II generacja, 2005-2010
![](https://i0.wp.com/wroom.ru/i/cars2/kia_magentis_2.jpg)
Magentis drugiej generacji zadebiutował w 2005 roku. Wersja na rynek amerykański wciąż była nazywana, a na lokalnym rynku koreańskim samochód był znany jako. W Rosji sprzedawane były zarówno zestawy koreańskie, jak i kaliningradzkie. Oprócz silników benzynowych 2,0 (144 KM), 2,4 (175 KM) i 2,7 V6 (194 KM), w sedanie zainstalowano dwulitrowy turbodiesel o mocy 140 KM. z. Najwyższa wersja V6 była wyposażona tylko w „automat”, w przypadku innych modyfikacji oferowano automatyczną skrzynię biegów za dopłatą. W 2008 roku zmieniono wygląd zewnętrzny samochodu zgodnie z nowym korporacyjnym stylem marki.

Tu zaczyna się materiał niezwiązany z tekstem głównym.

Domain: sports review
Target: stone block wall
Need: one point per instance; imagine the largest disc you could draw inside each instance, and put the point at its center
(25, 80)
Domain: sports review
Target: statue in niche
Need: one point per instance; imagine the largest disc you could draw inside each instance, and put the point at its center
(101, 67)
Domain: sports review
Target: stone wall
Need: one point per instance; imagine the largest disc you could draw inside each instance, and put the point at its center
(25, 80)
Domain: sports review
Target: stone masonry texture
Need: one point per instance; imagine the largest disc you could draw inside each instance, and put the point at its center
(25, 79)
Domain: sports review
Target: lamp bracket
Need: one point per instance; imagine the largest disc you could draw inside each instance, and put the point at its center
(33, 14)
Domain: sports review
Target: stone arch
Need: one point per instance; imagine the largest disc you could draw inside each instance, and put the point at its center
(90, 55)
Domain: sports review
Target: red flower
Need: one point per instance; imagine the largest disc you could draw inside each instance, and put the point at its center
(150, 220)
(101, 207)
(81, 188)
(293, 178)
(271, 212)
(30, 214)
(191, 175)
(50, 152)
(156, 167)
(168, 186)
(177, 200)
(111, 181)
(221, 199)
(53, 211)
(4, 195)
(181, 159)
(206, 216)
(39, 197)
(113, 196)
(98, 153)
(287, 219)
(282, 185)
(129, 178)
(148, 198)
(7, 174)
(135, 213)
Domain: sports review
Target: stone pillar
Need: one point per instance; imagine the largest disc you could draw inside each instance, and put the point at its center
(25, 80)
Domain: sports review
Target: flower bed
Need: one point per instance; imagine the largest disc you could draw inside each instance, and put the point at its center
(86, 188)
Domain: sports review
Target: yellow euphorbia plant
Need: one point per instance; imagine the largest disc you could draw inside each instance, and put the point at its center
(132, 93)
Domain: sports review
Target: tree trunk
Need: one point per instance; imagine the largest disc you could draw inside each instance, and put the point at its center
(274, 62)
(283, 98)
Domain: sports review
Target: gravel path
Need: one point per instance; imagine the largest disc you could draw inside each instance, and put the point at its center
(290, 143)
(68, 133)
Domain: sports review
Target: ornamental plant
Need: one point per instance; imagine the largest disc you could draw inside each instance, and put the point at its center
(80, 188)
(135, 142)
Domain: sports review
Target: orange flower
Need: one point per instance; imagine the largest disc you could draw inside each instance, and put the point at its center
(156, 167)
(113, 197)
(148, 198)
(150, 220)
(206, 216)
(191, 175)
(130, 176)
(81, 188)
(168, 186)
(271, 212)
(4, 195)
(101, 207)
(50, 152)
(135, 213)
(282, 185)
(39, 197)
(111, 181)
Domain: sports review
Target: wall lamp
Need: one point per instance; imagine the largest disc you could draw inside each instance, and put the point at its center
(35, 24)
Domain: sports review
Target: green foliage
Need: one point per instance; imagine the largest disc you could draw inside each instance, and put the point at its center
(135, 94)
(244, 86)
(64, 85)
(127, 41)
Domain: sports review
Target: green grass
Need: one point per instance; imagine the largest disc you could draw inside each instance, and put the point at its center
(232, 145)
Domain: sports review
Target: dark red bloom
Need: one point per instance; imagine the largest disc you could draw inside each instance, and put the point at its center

Warto powiedzieć v6, ci, którzy rozumieją, wiedzą o co chodzi. Blokada kół podczas skręcania jest imponująca. Statek. Salon z wysokimi sufitami i pluszowymi siedzeniami. Bagażnik jest już pojemny, a składane tylne siedzenia są bardzo wygodne zarówno podczas przewożenia ładunku, jak i podczas przymusowego noclegu w samochodzie. Nawet nie zauważyłem - jest rzadki i płynny.
3
KIA Magentis, 2006 r.
Pewnie trzyma się drogi przy dużych prędkościach, pewne przyspieszenie. Moc silnika jak dla mnie wystarcza z głową, w ostrych zakrętach i śladem straganu (jak tramwaj na szynach). Nie zauważyłem żadnych awarii zawieszenia na naszych „cudownych” drogach. Izolacja akustyczna jest na wysokości, jednak silnik zaczyna nasłuchiwać od 5000 obr/min, ale to nie przeszkadza w rozmowie bez podnoszenia głosu. Salon jest wygodny, przestronny... Samochód solidny i piękny!
KIA Magentis, 2007 r.
Podczas eksploatacji tego auta jeździłem na różnych govach..... wyprodukowanych w Japonii, Niemczech, ZSRR itd. Przyszedł czas wybrać i zdecydować. Po podróżach do salonów samochodowych w roku zakupu, ocenie ich siły nabywczej i finansów, zatrzymali się w KIA-Magentis i uzasadniło to pod względem ceny i jakości wykonania, poprawiając osiągi z obsługą silnika wysoko promowanym markom światowego przemysłu motoryzacyjnego. Kieszeń podczas pracy nie wyciąga wszystkich materiałów eksploatacyjnych po cenie odpowiadającej klasie średniej. Krótko mówiąc, czym malować samochód? Nie zawodzi, jest po prostu OK.